Vivemos
um período de mudanças a nível europeu. As crises económicas, financeiras e
sociais dos últimos 10 anos e, em particular, as crises que se acumularam no
passado ano de 2016: a crise dos refugiados, o Brexit e o crescente sentimento
de descontentamento com as instituições europeias, levaram a que o projeto
europeu se encontrasse numa das situações mais difíceis e desafiantes da sua
história.
No
entanto, os últimos meses têm sido encorajadores para aqueles que acreditam e
defendem o projeto europeu. Recentemente, temos visto Jean Claude-Juncker,
presidente da Comissão Europeia, e Emmanuel Macron, presidente francês, a
realizarem discursos em que lançaram importantes ideias para o futuro europeu,
do comércio à segurança, do euro às migrações e do clima a uma união mais
democrática. Assim, um dos pedidos que mais têm sido feitos, é uma maior
mobilização da sociedade e, em particular, dos jovens.
Os
jovens têm sido, em Portugal e por todo o mundo, acusados de falta de
participação na política e de pouca capacidade de mobilização. A geração do “Millennials”

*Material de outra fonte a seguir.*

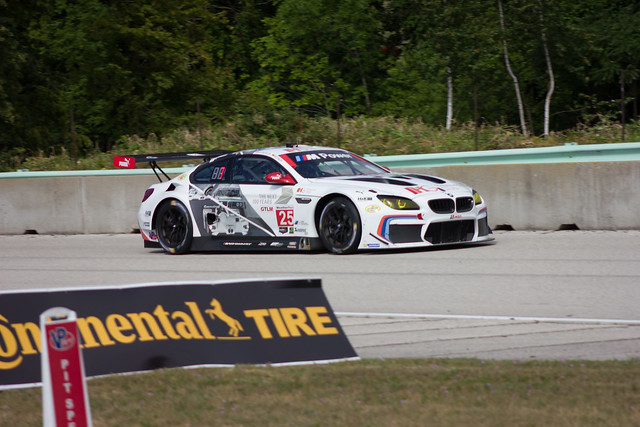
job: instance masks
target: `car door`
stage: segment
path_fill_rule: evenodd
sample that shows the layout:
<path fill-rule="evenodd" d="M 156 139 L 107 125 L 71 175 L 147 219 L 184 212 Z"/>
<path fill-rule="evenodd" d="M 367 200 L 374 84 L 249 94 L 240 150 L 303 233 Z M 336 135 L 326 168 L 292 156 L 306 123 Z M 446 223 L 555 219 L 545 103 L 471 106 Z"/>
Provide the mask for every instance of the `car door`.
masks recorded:
<path fill-rule="evenodd" d="M 296 233 L 296 204 L 294 185 L 274 184 L 266 176 L 287 171 L 275 160 L 263 156 L 243 156 L 236 159 L 232 183 L 240 185 L 240 191 L 249 208 L 272 230 L 275 237 Z"/>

é constantemente acusada de egoísta e imatura. No entanto, não é isso que vejo.
E para confirmar esta minha opinião vou-vos contar como foi a minha experiência
no “1º Summer CEmp” organizado pela Representação da Comissão Europeia em
Portugal.
O
“Summer CEmp” teve lugar em Monsanto, a aldeia mais portuguesa de Portugal,
entre 29 de agosto e 1 de setembro de 2017. Teve a participação de 41 jovens
portugueses interessados no projeto europeu e das origens mais diversas, tanto
sociais e políticas como académicas. Este campo de verão, intenso, repleto de
atividades, das 9h da manhã às 11h da noite, teve a presença de mais de 40
palestrantes e moderadores em 30 eventos diferentes, entre eles o comissário
europeu, Carlos Moedas, e numerosos jornalistas, políticos e empreendedores. No
“Summer CEmp” juntou-se um grupo de jovens interessados, ativistas e
participativos, que criaram um fantástico ambiente de diálogo e de amizade,
repleto de sonhos e de visões para o futuro.
O
nosso grupo de jovens respondeu, assim, ao apelo dos políticos e derrotou - com
ideias, projetos e respeito à liberdade de expressão - o espírito eurocético,
xenófobo e racista que tem surgido na sociedade atual. Este movimento não é
local nem efémero. O “1º Summer CEmp” é só um exemplo ao qual é possível
adicionar muitos mais, como o Corpo Europeu de Solidariedade, criado há menos
de um ano e que reúne jovens em iniciativas de voluntariado, por toda a Europa,
em benefício das comunidades locais e daqueles que, com quase nada, chegam às
costas europeias. Ou ainda, como a “Pulse of Europe”, entre outros movimentos
europeístas que, criados pela sociedade civil e sem filiação partidária,
cresceram de forma exponencial por toda a Europa, especialmente devido à
participação de muitos jovens europeus.
Este
movimento por parte dos cidadãos europeus tem sido um claro sinal aos líderes
das instituições europeias, numa altura em que se projeta o futuro da Europa
pós-Brexit e o calendário para os próximos 18 meses. Trata-se de um verdadeiro
“roteiro europeu” planeado pela Comissão e o Conselho Europeu e em que se
abordarão os mais importantes desafios que se deparam à U.E., começando no
Discurso Da União do Presidente Juncker, que teve lugar no dia 13/09, e
culminando em maio de 2019, com a Reunião Extraordinária do Conselho Europeu em
Sidibu, Roménia, e as eleições para o Parlamento Europeu. Assim, parece-me
claro que o número crescente de ações a favor de uma Europa mais forte, mais
inclusiva, mais unida e mais próxima dos cidadãos tem levado a um reforço dos
esforços dos políticos europeus e a uma mudança clara das suas agendas e
prioridades. A mensagem que estes têm recebido é clara: o momento de mudança é
agora, precisamos de mais Europa e de decisões políticas rápidas e eficazes.
Concluindo,
o futuro que prevejo à Europa é positivo. Acredito que a União Europeia será
capaz de ultrapassar muitos dos seus desafios e, desse modo, regenerar-se e
aproximar-se mais dos seus cidadãos. Na minha opinião, a força regeneradora da
Europa será a juventude europeia, uma juventude qualificada, viajada,
participativa e, acima de tudo, com um espírito europeu e fundamentalmente democrático.